Jupiter comes to opposition on 6 February, on the Cancer/Leo border. At magnitude -2.6 it is unmistakable, and with a disc 45″ wide there is plenty to see. But one of the good things about Jupiter (and, indeed, all the outer planets), is that its distance is so much greater than the variations brought by the Earth’s orbital movements, that if you can see it at all, it will always be of comparable size and brightness. (The varying inclination of Saturn’s rings make that planet a partial exception). Mars, on the other hand, varies from 26″ to 3″ (less than Uranus), and yet even when Mars is so poorly placed for viewing as now, for example, when it is close to the sun in the SW in the evening, and just 4″ wide, many astronomical articles make rather a meal of telling you how to find it. A waste of time, in my view!
The observability downside of the outer planets is that their long orbital periods mean they stay in one place in the sky for a long time. Jupiter is the fastest moving of them, but even then with an orbital period of 12 years, it moves on average through one ecliptic constellation per year. Jupiter is well above the celestial equator this year, but it is now on a southward trend over the remainder of this decade. Another reason to look at it now!

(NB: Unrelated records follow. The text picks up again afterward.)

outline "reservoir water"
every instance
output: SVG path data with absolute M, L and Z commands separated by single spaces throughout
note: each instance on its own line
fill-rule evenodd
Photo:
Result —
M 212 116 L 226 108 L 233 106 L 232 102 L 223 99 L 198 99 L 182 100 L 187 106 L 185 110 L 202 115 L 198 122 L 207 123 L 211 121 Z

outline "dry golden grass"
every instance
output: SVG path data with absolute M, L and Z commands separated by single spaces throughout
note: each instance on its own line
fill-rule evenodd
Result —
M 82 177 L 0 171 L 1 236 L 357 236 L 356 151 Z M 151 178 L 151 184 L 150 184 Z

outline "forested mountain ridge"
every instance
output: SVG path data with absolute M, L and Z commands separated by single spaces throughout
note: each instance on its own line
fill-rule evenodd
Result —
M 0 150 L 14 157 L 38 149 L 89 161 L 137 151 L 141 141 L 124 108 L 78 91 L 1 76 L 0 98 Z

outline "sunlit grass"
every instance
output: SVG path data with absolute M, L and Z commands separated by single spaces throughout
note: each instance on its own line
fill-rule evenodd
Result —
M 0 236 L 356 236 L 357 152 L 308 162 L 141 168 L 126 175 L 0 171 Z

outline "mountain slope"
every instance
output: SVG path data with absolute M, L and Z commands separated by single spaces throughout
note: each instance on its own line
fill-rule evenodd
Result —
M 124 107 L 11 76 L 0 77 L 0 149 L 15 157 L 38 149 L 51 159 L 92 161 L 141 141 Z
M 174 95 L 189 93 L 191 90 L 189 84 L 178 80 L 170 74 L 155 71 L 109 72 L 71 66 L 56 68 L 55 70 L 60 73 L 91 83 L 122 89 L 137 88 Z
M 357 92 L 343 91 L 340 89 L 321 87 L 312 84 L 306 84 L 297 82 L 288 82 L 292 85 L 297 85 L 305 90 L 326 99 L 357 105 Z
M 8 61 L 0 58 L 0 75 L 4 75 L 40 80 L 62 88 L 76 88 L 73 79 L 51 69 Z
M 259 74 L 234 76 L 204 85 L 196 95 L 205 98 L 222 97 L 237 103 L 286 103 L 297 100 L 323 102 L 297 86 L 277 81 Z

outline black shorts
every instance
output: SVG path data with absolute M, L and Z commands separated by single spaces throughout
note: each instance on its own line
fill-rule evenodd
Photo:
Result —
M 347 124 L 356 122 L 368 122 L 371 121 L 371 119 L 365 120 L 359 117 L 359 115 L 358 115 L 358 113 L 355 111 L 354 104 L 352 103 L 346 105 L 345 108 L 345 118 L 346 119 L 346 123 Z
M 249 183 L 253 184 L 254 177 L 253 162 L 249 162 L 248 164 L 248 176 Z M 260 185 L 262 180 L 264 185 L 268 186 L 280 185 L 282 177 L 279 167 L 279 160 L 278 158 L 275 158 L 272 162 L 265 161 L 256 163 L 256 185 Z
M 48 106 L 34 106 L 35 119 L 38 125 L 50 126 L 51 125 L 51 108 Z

Any kind of optical aid, including binoculars if held steadily, will show some of Jupiter’s 4 Galilean moons. A telescope will show them strung out, typically on both sides of the disc. Their orbital motion is very rapid, so however they appear when you first observe them, if you look again even a hour or so later you are likely to see changes. And from time to time they pass in front of Jupiter, and/or cast a visible shadow on the planet, or even pass in front of each other. You will need a larger telescope to see these events. Journals such as Astronomy Now give you details as to when they occur.
And then there is the disc itself. Any telescope will reveal the two main cloud bands above and below the equator. A larger telescope may reveal much more, but how much depends on the quality of the “seeing” (the steadiness of the atmosphere), as well as the quality of the instrument. And it will tend to come and go. The best thing to do is to make sure you have a comfortable position at the eyepiece so you can watch for several minutes at a time; on a good night you should get glimpses of greater detail. But don’t expect them to compete with the detailed images skilled amateurs can produce today! The difference is that you are seeing it for yourself.